My neighbors yard also seems like it's having the problem too, tho not AS badly and I'm really at a loss as to what to do. I wouldn't mind a few of these 'solitary' bees floating around but you can't walk outside without TONS of them buzzing around and now in the last 2 days I've found close to 50+ holes and mounds in the back yard as well.

I have a dog who stays out back. No kids. The front is landscaped nicely and I don't want to crush the garden but I might if that's what it takes.

Does anyone have any suggestions or help for me?

Thank you!!


----------



## gma2rjc (Nov 21, 2008)

You'll probably need to hire an exterminator. See if your neighbor wants to have his yard taken care of at the same time. 

We've had yellow jackets in our yard for at least 10 years (probably longer).

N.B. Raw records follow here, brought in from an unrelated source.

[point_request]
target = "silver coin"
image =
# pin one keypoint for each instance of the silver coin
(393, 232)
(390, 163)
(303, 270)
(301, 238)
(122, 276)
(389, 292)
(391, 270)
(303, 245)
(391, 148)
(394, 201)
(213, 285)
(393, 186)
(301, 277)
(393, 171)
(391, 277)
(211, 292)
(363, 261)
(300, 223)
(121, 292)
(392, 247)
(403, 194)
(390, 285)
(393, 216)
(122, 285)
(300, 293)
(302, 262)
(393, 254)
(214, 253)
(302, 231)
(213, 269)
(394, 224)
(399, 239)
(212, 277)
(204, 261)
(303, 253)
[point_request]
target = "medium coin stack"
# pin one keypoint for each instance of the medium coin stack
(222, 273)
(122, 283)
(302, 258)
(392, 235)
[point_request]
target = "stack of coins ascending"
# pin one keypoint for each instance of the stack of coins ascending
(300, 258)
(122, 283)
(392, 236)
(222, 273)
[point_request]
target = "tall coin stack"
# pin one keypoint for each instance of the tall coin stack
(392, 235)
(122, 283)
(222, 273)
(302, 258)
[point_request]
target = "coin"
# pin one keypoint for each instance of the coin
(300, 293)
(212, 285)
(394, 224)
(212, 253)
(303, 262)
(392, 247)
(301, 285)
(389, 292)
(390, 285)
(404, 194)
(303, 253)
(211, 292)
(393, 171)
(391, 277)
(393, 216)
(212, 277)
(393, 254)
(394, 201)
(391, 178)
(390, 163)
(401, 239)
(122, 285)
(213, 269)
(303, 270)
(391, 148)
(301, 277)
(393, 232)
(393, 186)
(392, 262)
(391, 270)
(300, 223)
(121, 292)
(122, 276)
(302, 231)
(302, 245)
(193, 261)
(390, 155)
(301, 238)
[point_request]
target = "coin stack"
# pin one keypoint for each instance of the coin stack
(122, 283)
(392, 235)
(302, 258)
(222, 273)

We never had a problem with them. Last year, they attacked two of the little boys I take care of. 

I'm not sure what kind of bees you have there, but I'm worried that your dog or neighbor kids will stir them up some time and get hurt.


----------



## LPinDecatur (Apr 20, 2009)

*miner bees*

I had the same problem this year. There were thousands of them. I felt really bad about killing them because they were not aggressive and I know bees do a lot of good for the environment, but there were just too many. Mine were also mostly concentrated on a slope. I just got a general ground dwelling insecticide spray (applied through the hose) and it killed them in a few hours. I'm sure not all of them will die, which is good. But, it got the numbers down so people are no longer afraid to walk by my house.

good luck
lp


----------



## Rivethead (Dec 26, 2008)

They are Diggger Bees - they are not aggressive - I don't know that I've ever heard of anyone stung by a Digger Bee. They can be a nuisance early in the spring since they are all doing the same thing at the same time. 

They are valuable pollinators and with the problems Honey Bees are having... well I think my opinion already leaked through. Good luck to you....

http://ohioline.osu.edu/hyg-fact/2000/2143.html


----------